After months of facing backlash, and even advertently inciting it on several occasions, the Mouse House fired the actress behind Cara Dune from future seasons of Jon Favreau’s Star Wars show. The final nail in the coffin of Carano’s scandal came in form of a tweet that compared the current political climate to Nazi Germany, explaining how Republicans are akin to Jews in the Holocaust.

It goes without saying that a lot of people, who often tend to advocate for ‘cancel culture,’ got what they wished for from the rather insensitive comment. Be that as it may, many fans are also expressing their rage over Lucasfilm’s decision to fire an actor due to their political activism. Regardless of where you stand, though, there’s no denying that Hollywood hasn’t yet given up the practice of blacklisting individuals who undermine liberal values. At least, that’s according to what the aforementioned Chait said in an essay on Friday, noting the similarity between Carano’s case and the industry’s infamous blacklisting of communists in the 1950s.

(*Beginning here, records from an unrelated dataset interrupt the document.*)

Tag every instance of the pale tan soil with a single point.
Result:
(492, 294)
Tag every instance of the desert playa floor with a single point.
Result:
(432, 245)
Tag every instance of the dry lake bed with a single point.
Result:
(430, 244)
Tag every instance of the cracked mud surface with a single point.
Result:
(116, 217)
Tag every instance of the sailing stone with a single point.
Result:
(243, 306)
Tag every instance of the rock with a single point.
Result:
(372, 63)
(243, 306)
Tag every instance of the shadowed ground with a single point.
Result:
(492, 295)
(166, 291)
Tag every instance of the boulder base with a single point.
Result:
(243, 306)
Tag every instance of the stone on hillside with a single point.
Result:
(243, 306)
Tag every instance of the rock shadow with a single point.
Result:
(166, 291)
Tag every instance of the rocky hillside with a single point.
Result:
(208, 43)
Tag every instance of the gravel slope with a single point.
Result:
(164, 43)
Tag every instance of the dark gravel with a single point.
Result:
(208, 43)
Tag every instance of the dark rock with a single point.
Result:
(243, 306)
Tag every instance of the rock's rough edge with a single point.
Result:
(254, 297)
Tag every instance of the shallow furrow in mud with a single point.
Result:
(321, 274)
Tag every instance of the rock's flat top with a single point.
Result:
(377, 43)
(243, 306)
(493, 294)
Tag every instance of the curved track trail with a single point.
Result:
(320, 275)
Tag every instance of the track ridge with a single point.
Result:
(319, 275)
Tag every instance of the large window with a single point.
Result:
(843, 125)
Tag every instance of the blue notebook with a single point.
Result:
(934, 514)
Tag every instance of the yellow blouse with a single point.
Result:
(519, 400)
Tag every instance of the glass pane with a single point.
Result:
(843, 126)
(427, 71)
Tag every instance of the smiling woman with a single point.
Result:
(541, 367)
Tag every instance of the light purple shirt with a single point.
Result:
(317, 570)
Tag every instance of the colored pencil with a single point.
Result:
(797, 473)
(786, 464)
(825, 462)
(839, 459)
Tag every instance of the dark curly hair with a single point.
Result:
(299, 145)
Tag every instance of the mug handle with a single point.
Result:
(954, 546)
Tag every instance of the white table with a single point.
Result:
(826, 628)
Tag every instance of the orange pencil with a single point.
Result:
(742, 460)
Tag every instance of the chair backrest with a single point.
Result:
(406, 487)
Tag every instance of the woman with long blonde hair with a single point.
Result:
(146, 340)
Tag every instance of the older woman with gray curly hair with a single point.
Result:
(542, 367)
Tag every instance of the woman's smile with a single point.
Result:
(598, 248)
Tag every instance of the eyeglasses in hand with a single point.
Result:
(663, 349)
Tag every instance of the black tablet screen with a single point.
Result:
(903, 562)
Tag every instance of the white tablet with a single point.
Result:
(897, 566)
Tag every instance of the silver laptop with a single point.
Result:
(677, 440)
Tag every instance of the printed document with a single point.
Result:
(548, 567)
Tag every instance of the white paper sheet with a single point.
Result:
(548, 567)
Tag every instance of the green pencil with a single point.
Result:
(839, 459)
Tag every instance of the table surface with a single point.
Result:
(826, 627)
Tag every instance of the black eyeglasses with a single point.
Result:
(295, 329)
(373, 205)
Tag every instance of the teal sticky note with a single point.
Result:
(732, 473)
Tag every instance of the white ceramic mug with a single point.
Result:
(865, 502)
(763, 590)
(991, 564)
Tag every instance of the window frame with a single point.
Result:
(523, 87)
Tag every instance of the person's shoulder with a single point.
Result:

“A fairer and more liberal society is able to create some space between an individual’s political views and the position of their employer,” Chait wrote. “A Dalton Trumbo ought to have been able to hold onto his screenwriting job even though he supported a murderous dictator like Stalin. And actors ought to be able to work even if they support an authoritarian bigot like Donald Trump.”

The writer also explained why the actress’ statements weren’t anti-Semitic “by any reasonable definition,” saying:

“The post simply argued (uncontroversially) that the Holocaust grew out of a hate campaign against Jews, which it then likened (controversially) to hatred of fellow Americans for their political views. I don’t find this post especially insightful. But overheated comparisons to Nazi Germany are quite common, and, more to the point, not anti-Semitic. There is no hint anywhere in this post of sympathy for Nazis or blame for their victims.”

As reasonable as this argument may sound, I highly doubt that it’ll do Gina Carano any good, especially now that even her agency has cut all ties with her. And besides, the latest reports seem to suggest that Lucasfilm was basically looking for an excuse to give her the boot, so any hope of reinstatement is far-fetched at this point, to say the least.